Beside him, Rogue shivered. Gambit glanced at her with concern.
"Okay, mon ami?" he asked quietly. Rogue turned to him, her eyes sad, her hands clutching each other until the knuckles were white.
"Hi, Remy," she said hesitantly. His heart stuttered in his chest.
"Back 'gain, chère?" he asked, smiling gently at her. "Better now?"
"No, not until we find some way ta get Scott back where he belongs," she said softly. Tears welled in her glowing eyes. He almost expected them to boil away, her eyes looked so hot, but they trickled down her cheeks without a sound. He raised a gloved hand and lifted a tear from her cheek, as he had once before in what seemed like another life, another place and time, pressing it to his lips. He sipped it into his mouth, tasting the salt, the sorrow. She met his gaze, hope and fear and guilt lurking in their flaming depths. He smiled tenderly at her.

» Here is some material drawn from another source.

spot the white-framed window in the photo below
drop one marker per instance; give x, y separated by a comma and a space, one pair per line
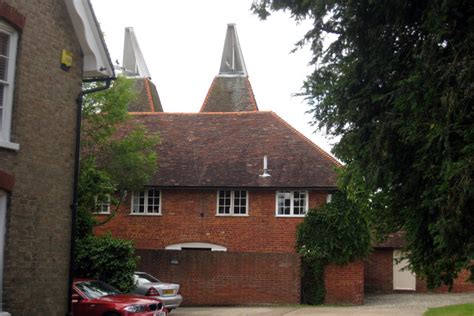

"We will, chère, Remy swears it," he promised, his gaze holding hers for a long moment before they settled back, together, to watch the stars.
Rogue went to bed in her own room, feeling the uncomfortable sense of unease that came from Scott's psyche, so closely enmeshed with her own. It was unnerving going through her nightly routine feeling the occasional odd impulse to close her eyes in front of the mirror after her shower. She scolded him gently in her thoughts.
"Ah know ya can't help it, sugah," she said to the watcher inside. He didn't reply directly, instead sending her a confused sense of curiosity / reluctant male interest / shame / betrayal wrapped up in an image of Jean, his wife. She closed her eyes then, just to spare him, as she hastily dressed in a nightgown and turned off the lights.
"Tomorrow," she promised him, fighting back tears. "Tomorrow, we'll talk ta Jean, come hell or high water, sugah."